La semaine passée, j’espérais vous raconter ma dernière évasion capitale de l’année 2022 mais l’état de santé de notre Fantôme m’a tellement préoccupée et accaparée que je n’ai pas réussi à le faire. Tandis que je vous écris, le jour commence à baisser. Un feu crépite dans la cheminée et je sens le corps chaud de Fantôme contre mon pied droit. J’écoute sa respiration paisible. Le matin de mon départ à Paris, à cinq heures, j’avais été réveillée par Fantôme. Quand je l’avais découvert, il avait été malade et il tremblait comme une feuille tout en gémissant. J’avais été voir Stéphane qui m’avait dit être resté avec Fantôme la veille jusqu’à tard dans la nuit tant sa respiration l’inquiétait. J’hésitais à partir. Stéphane parvenait à me convaincre de ne pas renoncer à mon long week-end. J’avais consacré beaucoup de mon énergie à Fantôme me levant la nuit plusieurs fois dans la semaine. J’avais besoin de couper et de reprendre des forces. Finalement, je suis partie et ai pu profiter de ma soeur, de ses enfants et voir un peu notre ainée qui travaillait dans une maison de retraite. J’avais de la chance que le train ne soit pas annulé un jour de grève. Je partais de très bonne heure pour m’occuper de notre nièce tandis que sa maman travaillait au Louvre, que son frère était en cours et sa grande cousine à Colombes. Plus le train se rapprochait de Paris et plus je me sentais rentrer chez moi. Je me demandais si un jour ce sentiment d’appartenance à Paris disparaitrait. De la fumée s’élevait au-dessus de grosses cheminées. La circulation était déjà dense sur le périphérique. La Seine était brumeuse. Ce sentiment de solitude qui ne me quitte jamais vraiment sur le plateau se dissipait.

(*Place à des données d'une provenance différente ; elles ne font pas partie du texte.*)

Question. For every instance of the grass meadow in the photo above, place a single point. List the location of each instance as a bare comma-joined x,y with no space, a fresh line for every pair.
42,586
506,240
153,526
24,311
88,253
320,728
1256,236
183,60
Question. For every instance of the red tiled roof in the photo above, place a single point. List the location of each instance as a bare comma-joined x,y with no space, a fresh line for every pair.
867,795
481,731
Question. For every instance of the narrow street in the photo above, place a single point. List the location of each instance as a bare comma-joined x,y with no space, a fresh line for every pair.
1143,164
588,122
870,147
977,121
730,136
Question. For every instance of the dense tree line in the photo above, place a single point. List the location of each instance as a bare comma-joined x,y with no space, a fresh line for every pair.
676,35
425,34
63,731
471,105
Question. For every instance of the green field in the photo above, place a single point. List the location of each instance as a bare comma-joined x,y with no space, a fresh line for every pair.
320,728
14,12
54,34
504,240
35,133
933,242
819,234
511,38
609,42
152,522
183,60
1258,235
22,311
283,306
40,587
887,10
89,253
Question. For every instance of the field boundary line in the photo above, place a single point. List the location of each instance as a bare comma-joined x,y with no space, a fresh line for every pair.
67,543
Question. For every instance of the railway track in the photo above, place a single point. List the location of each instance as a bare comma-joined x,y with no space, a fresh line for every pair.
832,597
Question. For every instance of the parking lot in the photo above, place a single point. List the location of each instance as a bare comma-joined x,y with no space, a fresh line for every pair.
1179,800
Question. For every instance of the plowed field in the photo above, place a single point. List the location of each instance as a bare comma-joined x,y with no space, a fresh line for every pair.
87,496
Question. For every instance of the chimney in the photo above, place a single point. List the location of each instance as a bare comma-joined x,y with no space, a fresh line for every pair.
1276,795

Notre nièce m’attendait chez la gardienne qui finit sa formation de pâtissière. Il lui arrive de laisser des pains qu’elle a confectionnés dans une corbeille dans l’entrée de l’immeuble. C’est elle qui avait réalisé mon gâteau d’anniversaire en 2021: une tarte au citron revisitée. Avec Charlotte, nous décorions des masques et lisions des histoires avant de partir au musée du quai Branly. J’aurais aimé entrer dans la cathédrale russe mais elle n’ouvrait pas avant 14 heures. La dernière fois, j’étais avec Victoire. Un semi-marathon se courait. L’ambiance était très festive et nous avions adoré l’exposition Black Indians. Avant d’aller découvrir les kimonos rassemblés par le musée, nous étions restés un long moment dans la boutique. Tout retenait l’attention de Charlotte! Sa maman nous avait rejoints et nous avions été déjeuner près du Louvre avant que son frère nous retrouve pour un saut dans l’univers des années 80 au MAD. La nuit était tombée quand nous en étions sortis plutôt déçus et les lumières de Noël éclairaient la ville. Sur la place du Palais-Royal, des jeunes migrants allaient dormir sous des tentes accompagnés par des bénévoles dont Rosalie la fille d’Anne-Sophie et de Patrice. Rosalie est très impliquée dans une association qui aide les mineurs migrants. Ses parents accueillent souvent des adolescents le week-end ou dans la semaine quand ils sont encore en attente d’une situation pérenne. Patrice m’a raconté sa joie d’échanger avec ces jeunes garçons. Nous nous frayions un passage dans la foule jusqu’au Printemps où je voulais voir les vitrines. Quelle déception! Plus rien de la magie et de la poésie qui nous avaient fait rêver quand nous étions enfants mais des décors plutôt vulgaires mettant en scène des vêtements ou des accessoires de luxe! Quelle est l’idée, Pervertir dés le berceau les enfants pour qu’ils aient plus tard pour rêve de consommer des produits Chloé, Saint Laurent, Dior ou Chanel?

Le soir, voici ce que je postais pour résumer ce samedi si agréable. « Sentir une petite main chaude qui se referme sur la vôtre dans une absolue confiance, ne marcher que sur les inscriptions lumineuses du couloir du musée du quai Branly, sourire et voir sourire les visiteurs en entendant les remarques si pleines de bon sens d’une petite fille de 5 ans « les femmes dans les kimonos, elles ne pouvaient rien faire! » ou encore « pourquoi elles portaient de telles chaussures? », reconsidérer le monde avec un regard pur, valser dans les salles de l’exposition consacrée aux années 80 globalement décevante, jouer à la sorcière tout en slalomant dans la foule compacté autour de l’Opéra Garnier, ne pas avoir à ajuster sa foulée tant Boucle d’or court sans cesse. Retrouver l’enfance est le meilleur des antidotes à la déprime et à la fatigue! »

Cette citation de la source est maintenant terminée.